Figure 2Splicing efficiency in the prp45(1-169) mutant. Splicing efficiencies for all known introns (for 5′ and 3′ splice sites separately) were calculated using the pipeline described in Figure 1. (a, b) Results for two pooled biological replicates of the prp45(1-169) mutant and its corresponding wild-type strain. Higher values correspond to more efficient splicing. Full circles represent values for introns with sufficient coverage (≥5 transreads and ≥5 reads covering intron end base); open circles represent low-confidence values for introns with low sequencing read coverage. (c, d) Relative splicing efficiencies (prp45(1-169) normalized to wild type) at the 5′ and 3′ splice sites were calculated for each biological replicate separately. Only introns with sufficient read coverage were considered. Pearson's r values for the two replicates are indicated. (e) Comparison of relative splicing efficiencies at the 5′ and 3′ splice sites of selected genes calculated from the pooled RNA-seq data with relative splicing efficiencies determined by RT-qPCR (means of 4–6 independent RT-qPCR experiments ± SD).

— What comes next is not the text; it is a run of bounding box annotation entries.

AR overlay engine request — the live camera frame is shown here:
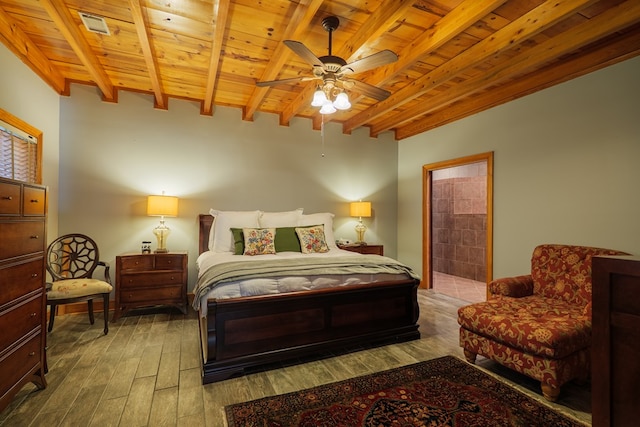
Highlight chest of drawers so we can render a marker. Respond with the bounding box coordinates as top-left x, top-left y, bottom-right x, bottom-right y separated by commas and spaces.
0, 178, 47, 411
113, 252, 188, 321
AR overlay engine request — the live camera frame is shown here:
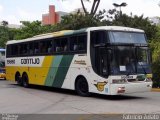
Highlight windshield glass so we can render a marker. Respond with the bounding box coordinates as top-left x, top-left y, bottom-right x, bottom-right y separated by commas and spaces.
110, 46, 151, 75
109, 31, 146, 44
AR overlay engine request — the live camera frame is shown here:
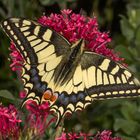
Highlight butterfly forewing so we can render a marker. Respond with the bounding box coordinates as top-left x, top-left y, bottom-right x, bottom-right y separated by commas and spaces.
52, 51, 140, 125
2, 18, 140, 127
1, 18, 70, 103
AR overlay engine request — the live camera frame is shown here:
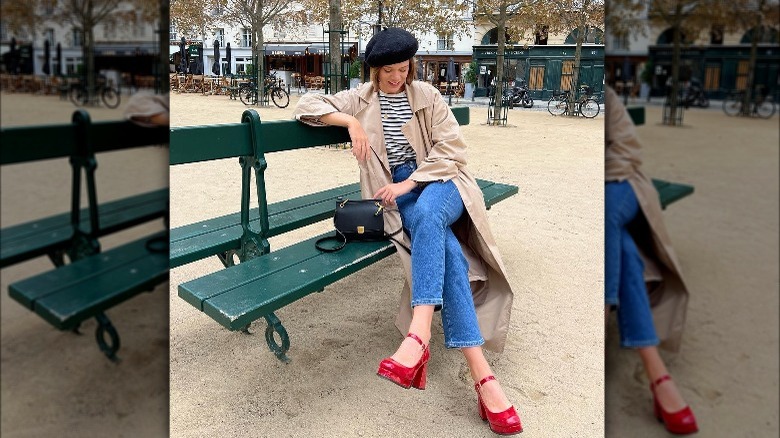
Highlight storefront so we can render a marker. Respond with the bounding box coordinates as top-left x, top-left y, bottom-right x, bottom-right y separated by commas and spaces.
474, 44, 604, 100
649, 44, 780, 101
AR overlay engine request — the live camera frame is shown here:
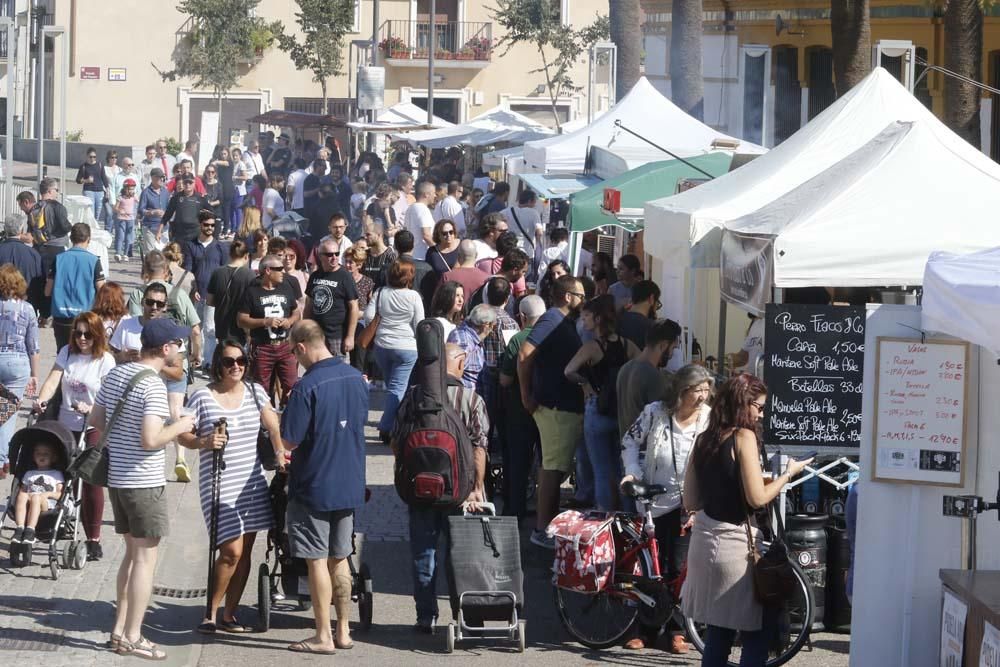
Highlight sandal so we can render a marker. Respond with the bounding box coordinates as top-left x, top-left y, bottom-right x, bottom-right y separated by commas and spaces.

Figure 3Splicing efficiency in the prp4-1 and prp40-1 mutants. Splicing efficiencies for all known introns (for 5′ and 3′ splice sites separately) were calculated using the pipeline described in Figure 1. (a, b) Results for the prp4-1 mutant and its corresponding wild-type strain [17]. (c, d) Results for the prp40-1 mutant and its corresponding wild-type strain [24]. Higher values correspond to more efficient splicing. Full circles represent values for introns with sufficient coverage (≥5 transreads and ≥5 reads covering intron end base); open circles represent low-confidence values for introns with low sequencing read coverage.